Assis en rond, nous regardons la marmite avec appréhension ; Heide a garé sa personne derrière un camion.
– Qu’est-ce que c’est que vous cuisez ?
– Du sureau avec du sucre, répond le S. S. qui a construit lui-même cette marmite d’un genre nouveau.
– Et ce thermomètre ? demande Petit-Frère curieux.
– Si ça dépasse le trait – rouge c’est dangereux, explique le S. S. avec indifférence.
– T’es dingue ! c’est dépassé depuis longtemps ! crie le géant épouvanté en s’aplatissant au fond du trou.
– Bien possible, mais cette fois faut se presser, les copains vont pas tarder à se montrer.
La marmite bout à plein, la pluie s’est arrêtée ; nous tendons nos gamelles et l’humeur s’améliore. Deux silhouettes drôlement attifées arrivent au pas de course à travers le champ de betteraves.
– Tiens ! rigole Petit-Frère, voilà des libérateurs ! Ils ont senti le jus.

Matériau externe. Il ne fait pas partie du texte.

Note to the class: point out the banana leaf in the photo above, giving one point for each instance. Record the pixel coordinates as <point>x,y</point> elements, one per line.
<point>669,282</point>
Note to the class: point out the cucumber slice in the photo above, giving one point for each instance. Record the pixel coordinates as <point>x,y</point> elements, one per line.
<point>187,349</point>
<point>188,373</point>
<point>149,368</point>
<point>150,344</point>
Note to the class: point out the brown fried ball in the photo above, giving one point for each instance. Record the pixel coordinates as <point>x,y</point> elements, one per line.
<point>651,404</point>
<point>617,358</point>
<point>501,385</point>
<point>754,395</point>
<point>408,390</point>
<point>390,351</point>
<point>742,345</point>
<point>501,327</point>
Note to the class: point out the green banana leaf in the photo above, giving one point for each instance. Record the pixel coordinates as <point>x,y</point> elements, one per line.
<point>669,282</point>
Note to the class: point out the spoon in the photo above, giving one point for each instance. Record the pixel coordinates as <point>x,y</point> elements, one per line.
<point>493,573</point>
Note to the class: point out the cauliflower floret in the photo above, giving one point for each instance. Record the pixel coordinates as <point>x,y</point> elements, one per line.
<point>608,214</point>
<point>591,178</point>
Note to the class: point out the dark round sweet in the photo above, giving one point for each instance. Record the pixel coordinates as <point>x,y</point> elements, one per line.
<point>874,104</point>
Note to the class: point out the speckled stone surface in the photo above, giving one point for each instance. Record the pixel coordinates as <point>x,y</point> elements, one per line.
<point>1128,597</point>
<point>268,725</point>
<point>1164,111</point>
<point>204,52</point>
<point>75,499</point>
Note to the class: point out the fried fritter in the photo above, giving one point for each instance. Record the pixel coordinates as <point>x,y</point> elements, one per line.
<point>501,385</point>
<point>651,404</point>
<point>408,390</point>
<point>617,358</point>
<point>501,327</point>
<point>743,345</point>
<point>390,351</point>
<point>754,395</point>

– Il faut les prendre, commande le Vieux.
– Tu parles ! dit Porta. On ne travaille pas après le couvre-feu.
Sans se douter de rien, les deux soldats arrivent sur nous qui les attendons, invisibles, et ils sautent dans notre tranchée.
– Bienvenue dans le quartier, dit Porta en souriant. Arrivez juste pour le dîner.
Ce sont deux Américains, un simple soldat et un caporal. Le moins qu’on puisse dire, c’est qu’ils reçoivent un choc !
– Des nouvelles de New York ? demande Petit-Frère. Comment va monsieur Eisenhower ?
– Qu’est-ce que vous foutez là ? crie le caporal ahuri.
– Le moins possible, ricane Porta. On vous laisse le soin de gagner la guerre, je vous le jure.
– On nous avait dit que la région était libre !
– Faut jamais croire les faisans dorés. Mentent tous tant qu’ils sont. Servez-vous, ajoute Porta très grand seigneur en montrant le bizarre ragoût.
– Vos amis sont loin d’ici j’espère ? insinue prudemment Heide.
– Parle-moi de ces merdeux ! crie le caporal. Nous deux, on est de la Georgie et on nous a fourrés avec des New-Yorkais, tous des crétins. Viens nous voir en Georgie après la guerre, copain.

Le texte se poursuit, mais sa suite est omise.